Federal Office for Economic Affairs and Export Control

Agency overview
- Formed: 1954
- Preceding agency: Bundesamt für Wirtschaft (BAW) Bundesausfuhramt;
- Jurisdiction: Government of Germany
- Headquarters: Eschborn, close to Frankfurt
- Employees: About 910
- Parent agency: Federal Ministry of Economics and Technology (Germany)

= Federal Office of Economics and Export Control =

German federal agency

The Federal Office for Economic Affairs and Export Control (Bundesamt für Wirtschaft und Ausfuhrkontrolle, short BAFA) is a German federal agency. The BAFA is authorised to make the final decision on whether German goods are permitted for export.

==History==
The predecessor Bundesamt für Wirtschaft (BAW) (Federal Office of Economics) was founded in 1954. Its original name was Bundesamt für gewerbliche Wirtschaft (Federal Office for Industrial Economics). In 1975 it moved to Eschborn, where in 1975 the Bundesausfuhramt (Federal Office of Export) came into being. Eventually both offices got combined.

BAFA's parent agency is the Federal Ministry of Economics and Technology.

== Responsibilities ==

All items listed by the Australia Group, Missile Technology Control Regime, Nuclear Suppliers Group, and Wassenaar Arrangement are subject to export control in Germany. Germany implements the European Dual Use Export Control Annex. All these control documents are the responsibility of BAFA.

=== Oversight for Arms Trade Treaty ===
The BAFA is tasked with oversight of the Arms Trade Treaty in Germany, and the domestic Kriegswaffenkontrollgesetz (War weapons control act). The BAFA has been entrusted by the Council of the EU with the technical implementation of the EU ATT Outreach Project.

The BAFA receives arms and dual-use export license applications and also uses a consolidated list to determine how the item should be controlled. Germany's consolidated Export List includes a section for arms and one for dual-use items. Some items in the arms section, contained in a specific list known as "war weapons," are subject to additional prohibitions and licensing requirements under the War Weapons Control Act, and are reviewed and approved by another part of the Federal Ministry of Economics and Technology.
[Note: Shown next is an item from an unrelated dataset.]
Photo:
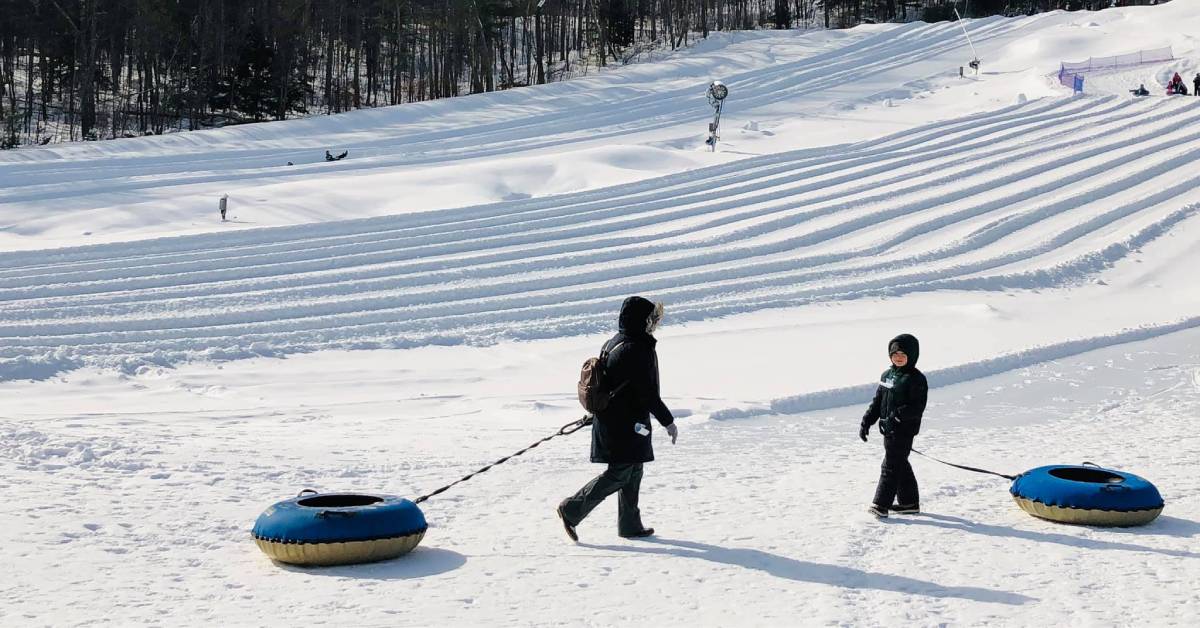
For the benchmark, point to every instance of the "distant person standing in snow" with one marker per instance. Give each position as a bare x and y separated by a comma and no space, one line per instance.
898,406
621,432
When applying for an export license to BAFA, applicants have to submit a copy of the war weapons license granted by the Federal Ministry of Economics and Technology if the export is subject to the War Weapons Control Act.

=== Foreign trade ===
The office oversees German exports in general and the export of weaponry and dual-use technology in particular. The BAFA keeps detailed lists of goods which have to be scrutinized before a consent is possible. Hereby it considers embargos and international regulations such as the Chemical Weapons Convention and the Nuclear Suppliers Group.

On behest of the European Union the BAFA also enforces the Union's regulations concerning the import of specific goods including textile and steel.

Moreover, the office supports countries outside the European Union in case they are about to establish their own export control systems.

=== Promotion of economic development ===
The BAFA strives to improve the competitiveness of small and medium enterprises. It promotes management consulting, helps companies to present their products at international trade fairs etc.

=== Energy and environmental protection ===

The main goal is to promote efficient energy use as well as establishing a sustainable energy supply. The office's programmes for that matter pursue for example a growing use of cogeneration. This includes incentives for evolvements in the field of renewable energy on the grounds of solar thermal energy, biomass and heat pumps. The BAFA also offers professional certification for appropriate constructions and consultants for energy conservation.